Sin duda. Pese a la voz que en el fondo de la mente le insistía en que si Caine tuviera los misiles los habría utilizado para asaltar el lago tiempo atrás.
No. Esa idea era una estupidez. Seguramente Caine esperaba el momento oportuno. Esperaba.
Brianna se acercó corriendo a la furgoneta e hizo la señal de «baja la ventanilla».
—¿Me necesitas para algo más? —preguntó Brianna—. Si no, me iré a echar una cabezada.
—No, estoy bien, Brianna.
Pero no salió disparada, les siguió el ritmo. La furgoneta no iba a más de cincuenta kilómetros por hora, lo cual resultaba un agradable paseo para Brianna.
—No vas a dejar que Caine se quede con esas cosas, ¿verdad? —preguntó Brianna.
—Esta noche no, ¿vale? Estoy derrotado. No quiero pensar en ello. Solo quiero arrastrarme hasta mi litera y taparme con las mantas.
Parecía que Brianna fuera a discutirle, pero suspiró dramáticamente, guiñó un ojo a Sam como si ya le hubiera leído el pensamiento, y salió disparada por la carretera.
Sam se dio cuenta de que Dekka se negaba a mirarla. Pensó en hablarlo con ella, pero decidió que no. Apenas podía mantener los ojos abiertos.
Y aun así seguía teniendo la sensación de que no acababa de ver algo. Notaba que unos ojos lo miraban, que lo observaban desde ahí fuera, en la noche oscura del desierto.
—Coyotes —murmuró.
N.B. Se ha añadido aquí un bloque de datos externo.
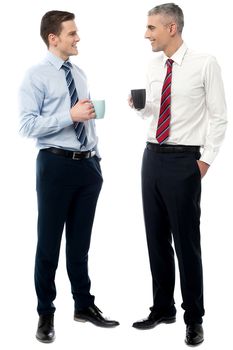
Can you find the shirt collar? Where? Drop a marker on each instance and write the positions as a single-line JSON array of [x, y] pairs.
[[56, 61], [178, 56]]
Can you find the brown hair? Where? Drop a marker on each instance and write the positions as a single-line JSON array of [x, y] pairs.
[[51, 23]]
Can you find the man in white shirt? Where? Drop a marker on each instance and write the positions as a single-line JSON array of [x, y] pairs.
[[185, 96]]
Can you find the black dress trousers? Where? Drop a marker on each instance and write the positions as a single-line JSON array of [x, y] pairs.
[[67, 192], [171, 190]]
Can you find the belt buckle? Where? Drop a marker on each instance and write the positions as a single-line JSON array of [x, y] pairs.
[[76, 156]]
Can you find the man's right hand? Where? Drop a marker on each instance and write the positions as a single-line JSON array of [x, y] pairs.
[[83, 110], [130, 101]]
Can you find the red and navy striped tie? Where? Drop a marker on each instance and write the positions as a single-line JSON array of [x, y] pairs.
[[79, 127], [163, 126]]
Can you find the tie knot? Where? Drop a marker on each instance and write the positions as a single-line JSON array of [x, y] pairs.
[[66, 66], [169, 62]]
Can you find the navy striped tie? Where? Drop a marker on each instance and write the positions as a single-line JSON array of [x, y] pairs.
[[163, 127], [79, 127]]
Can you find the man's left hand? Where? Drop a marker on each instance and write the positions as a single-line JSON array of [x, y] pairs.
[[203, 167]]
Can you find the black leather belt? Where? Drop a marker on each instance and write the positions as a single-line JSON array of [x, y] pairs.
[[70, 154], [165, 148]]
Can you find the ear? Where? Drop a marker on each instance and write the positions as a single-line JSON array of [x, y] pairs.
[[173, 29], [52, 38]]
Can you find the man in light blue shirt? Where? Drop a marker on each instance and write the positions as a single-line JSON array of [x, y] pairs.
[[68, 175]]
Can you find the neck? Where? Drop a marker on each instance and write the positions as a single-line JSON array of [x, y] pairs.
[[58, 54]]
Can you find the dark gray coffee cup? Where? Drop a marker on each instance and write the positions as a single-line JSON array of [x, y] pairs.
[[139, 98]]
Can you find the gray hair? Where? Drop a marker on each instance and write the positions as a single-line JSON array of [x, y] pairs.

Y casi se lo creyó.
Llegaron al lago cuando la luz débil del amanecer empezó a brillar procedente del sol falso de la ERA. Los amaneceres eran bonitos en el lago, si te olvidabas de que el «sol» era una ilusión que subía arrastrándose por una barrera que no quedaba ni a un kilómetro de la orilla.
Sam estaba tenso y cansado. Se deslizó hasta la casa flotante con cuidado de no despertar a nadie, y recorrió sigilosamente el pasillo estrecho hasta su litera. Las cortinas estaban echadas y por supuesto no había luces, así que fue palpando hasta el borde de su cama y gateó por ella para encontrar la almohada.
Cayó rendido de espaldas.
Pero, aunque estaba a punto de dormirse, se dio cuenta de que había algo distinto en su cama.
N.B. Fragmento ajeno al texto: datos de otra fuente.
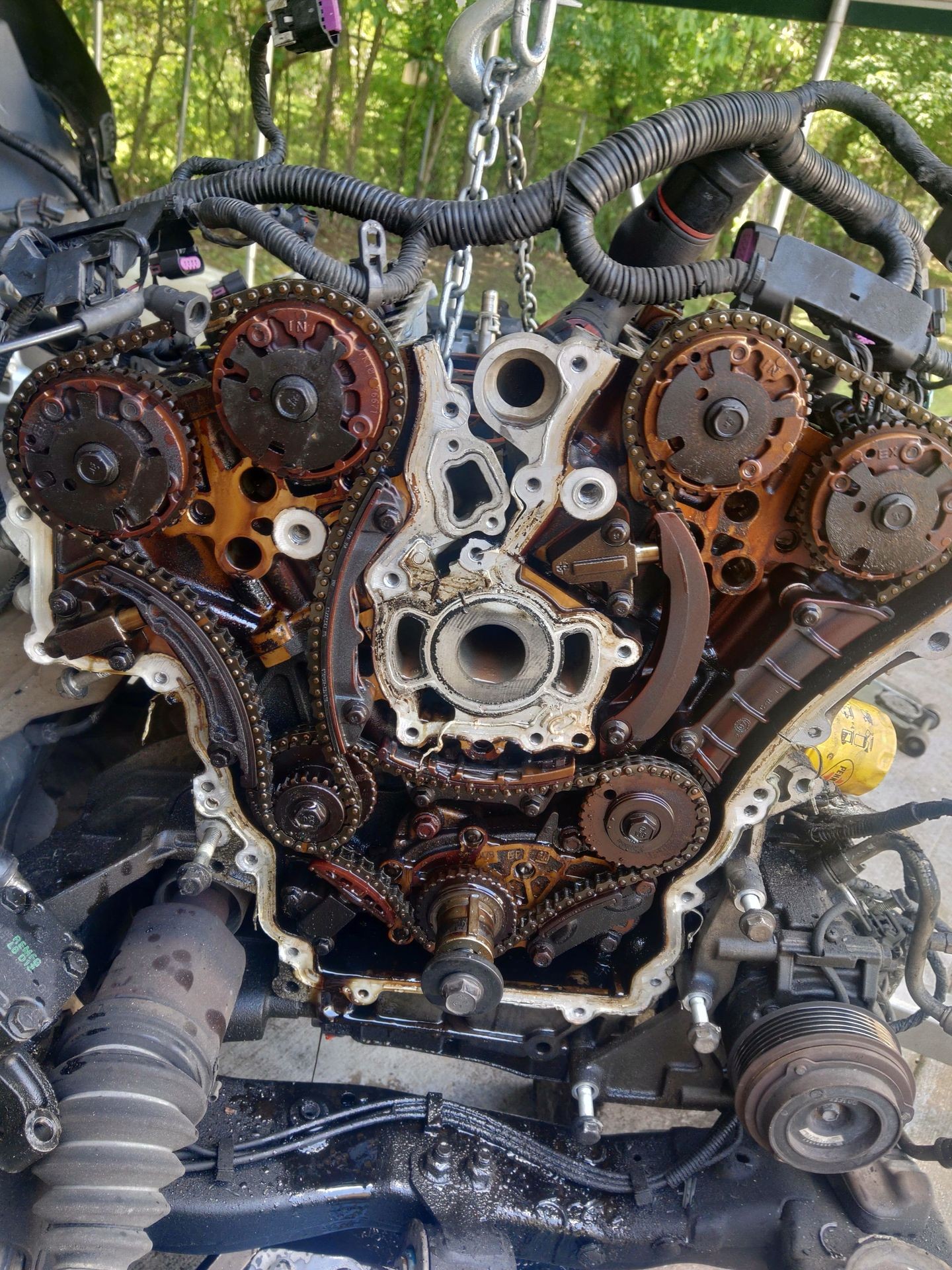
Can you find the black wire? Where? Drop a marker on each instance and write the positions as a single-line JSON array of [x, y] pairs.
[[314, 1133], [52, 165]]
Entonces notó el aliento suave en la mejilla.
Se volvió, y los labios de ella estaban sobre los suyos. No lo besó delicada ni suavemente, sino intensamente, y fue como si lo hubiera despertado un cable eléctrico.
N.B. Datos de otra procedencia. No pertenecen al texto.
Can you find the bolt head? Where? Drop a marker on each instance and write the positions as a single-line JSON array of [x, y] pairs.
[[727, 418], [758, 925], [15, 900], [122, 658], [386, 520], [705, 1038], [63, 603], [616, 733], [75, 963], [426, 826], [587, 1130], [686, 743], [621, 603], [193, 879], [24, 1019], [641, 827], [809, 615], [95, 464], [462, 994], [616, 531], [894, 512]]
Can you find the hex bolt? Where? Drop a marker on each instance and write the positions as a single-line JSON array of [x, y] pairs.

Ella lo besó y se deslizó encima de él.
Sus cuerpos hicieron el resto.
En algún momento, en las horas posteriores, Sam preguntó:
—¿Astrid?
—¿No crees que tendrías que haberte asegurado de eso hace tres veces? —preguntó Astrid en su tono de voz habitual, levemente condescendiente.
Después se dijeron muchas cosas el uno al otro, pero ninguna con palabras.